There are no rules for digital assets in U.S. generally accepted accounting principles, or GAAP. The Financial Accounting Standards Board has formally rejected at least three requests to craft rules.

The basis for the latest rejection, in October, was that too few companies had material holdings in digital assets. While at the time companies like Overstock Inc. and Microsoft Corp. allowed customers to make payments in cryptocurrency, they turned those payments to cash. Such transactions don’t stay for long on a company’s balance sheet, eliminating any financial reporting questions.

Investments are another ball game. By their nature they endure as assets on company balance sheets. The investments matter to analysts and readers of company financial statements.

Industry Guidance

Absent formal accounting rules, the American Institute of CPAs in December 2019 issued non-binding guidance that cryptocurrency like Bitcoin should be accounted for as intangible assets, in accordance with ASC 350 Intangibles-Goodwill, Other. The panel that wrote the guidance reasoned that cryptocurrency didn’t meet the requirements in U.S. GAAP to be considered a financial instrument or inventory, said Matthew Schell, partner at Crowe LLP and a co-chair of the group that issued the guide.

The upshot: A company buying or investing in Bitcoin takes the value of the cryptocurrency at cost and records it as an asset on its balance sheet. There it stays, at the same amount, unless its value declines. If the company sees signs that the value has weakened, the company must record an impairment, which hits the income statement and reduces earnings. It must test the asset for impairment at least once a year, but more often if there are indications that the value is lower.

For a wildly fluctuating currency like Bitcoin, there could be plenty of signs prompting the company to test for impairment. But spikes in value get ignored. Under the accounting rules, a company can’t adjust the value of the asset upward. If it sells the currency at a high point, that’s when it gets to record the gains, Schell said.

There is nuance to the AICPA’s guidance. If a company qualifies as an investment company, as defined by ASC 946, Financial Services-Investment Companies, then it would account for the digital asset at fair value, which captures up and down movements in value, according to the guide.

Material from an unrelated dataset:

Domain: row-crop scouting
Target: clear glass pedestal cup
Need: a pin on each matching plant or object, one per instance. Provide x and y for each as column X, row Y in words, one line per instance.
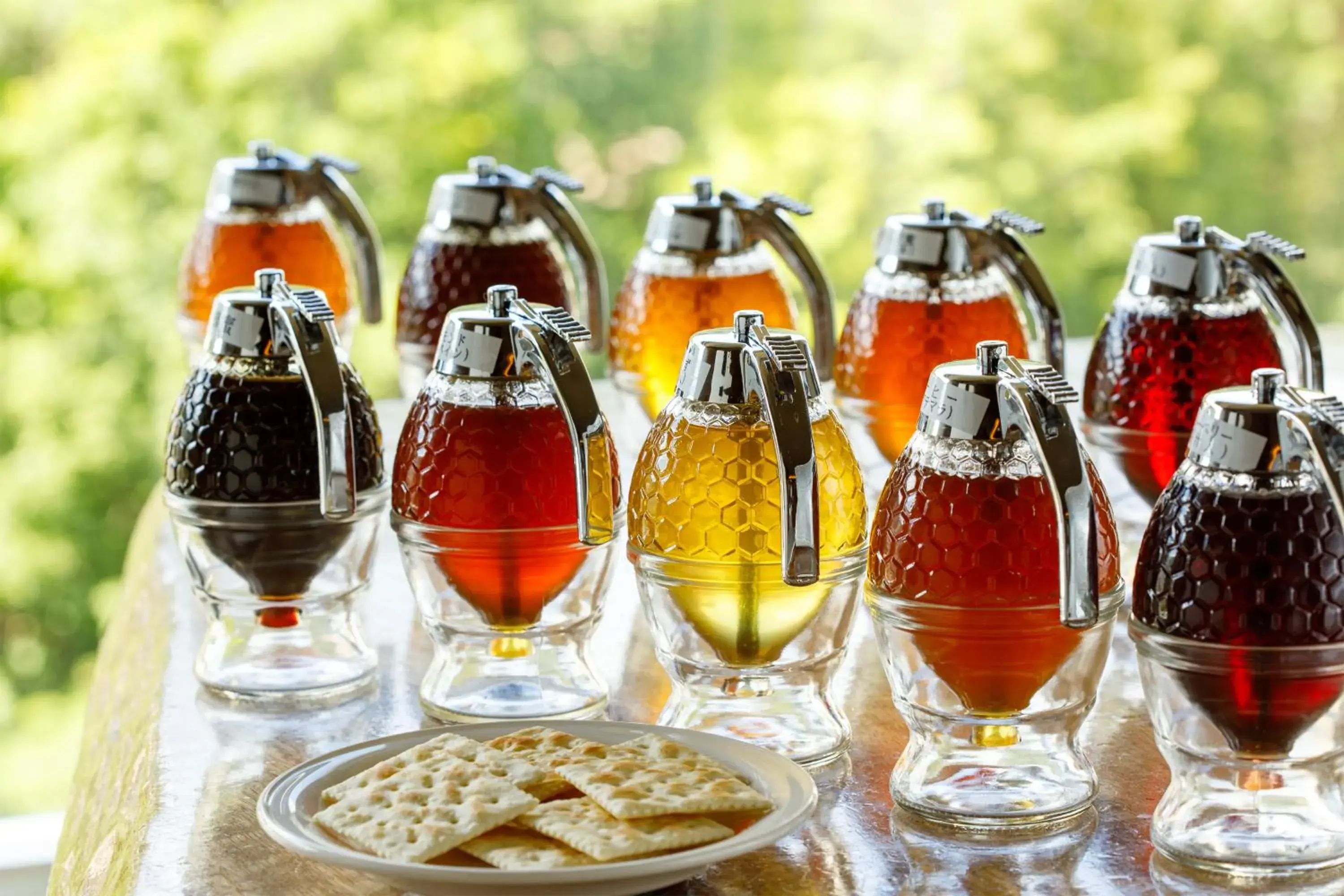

For operating companies like Tesla and MicroStrategy, their holdings in Bitcoin will be accounted for as intangible assets. Tesla explained the accounting treatment in its Feb. 8 annual filing, and warned investors that impairments to the value of its Bitcoin could hit its earnings.

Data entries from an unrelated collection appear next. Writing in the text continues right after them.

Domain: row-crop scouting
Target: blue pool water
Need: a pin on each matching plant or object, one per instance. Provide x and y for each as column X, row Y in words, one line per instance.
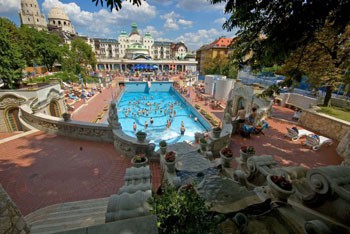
column 155, row 103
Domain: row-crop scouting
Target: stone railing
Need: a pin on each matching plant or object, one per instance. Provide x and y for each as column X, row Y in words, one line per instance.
column 75, row 129
column 11, row 219
column 297, row 100
column 130, row 146
column 324, row 125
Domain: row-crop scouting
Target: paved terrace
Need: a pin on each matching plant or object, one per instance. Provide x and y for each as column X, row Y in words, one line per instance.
column 39, row 169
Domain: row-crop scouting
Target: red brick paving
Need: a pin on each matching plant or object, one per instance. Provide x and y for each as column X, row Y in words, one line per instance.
column 285, row 151
column 41, row 169
column 4, row 135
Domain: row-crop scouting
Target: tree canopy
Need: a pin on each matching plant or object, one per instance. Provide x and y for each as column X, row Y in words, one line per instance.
column 11, row 61
column 116, row 4
column 271, row 30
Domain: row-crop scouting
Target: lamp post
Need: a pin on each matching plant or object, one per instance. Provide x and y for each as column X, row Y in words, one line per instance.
column 81, row 80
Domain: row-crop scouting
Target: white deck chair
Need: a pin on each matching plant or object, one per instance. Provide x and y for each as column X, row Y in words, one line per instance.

“As we currently intend to hold these assets long-term, these charges may negatively impact our profitability in the periods in which such impairments occur even if the overall market values of these assets increase,” Tesla wrote.

To Sean Stein Smith, assistant economics professor at Lehman College in New York, the accounting treatment is akin to fitting a “square peg into a round hole.”

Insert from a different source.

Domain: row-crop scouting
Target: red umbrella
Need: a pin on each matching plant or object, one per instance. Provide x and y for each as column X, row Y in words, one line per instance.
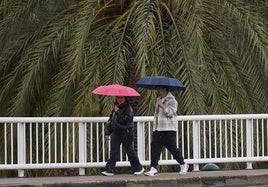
column 115, row 90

“The asset class is too volatile, too fast-moving, too fast-growing to permanently cap it with an accounting treatment that is not built for a digital asset,” Smith said. He was one of three people who co-signed the last request to FASB to tackle accounting for digital currency.

FASB Holding Firm

In a statement Monday, FASB stood by its October decision not to develop new accounting rules for digital assets.

“The recent investment by one entity, in and of itself, would not have changed that evaluation,” the board said.

FASB is currently researching improvements to intangible assets, broadly, but is primarily focused on intangible assets that a company generates itself.

“While digital currencies are not currently the focus of the research project, that topic could be considered as part of the research project in the future,” the board said.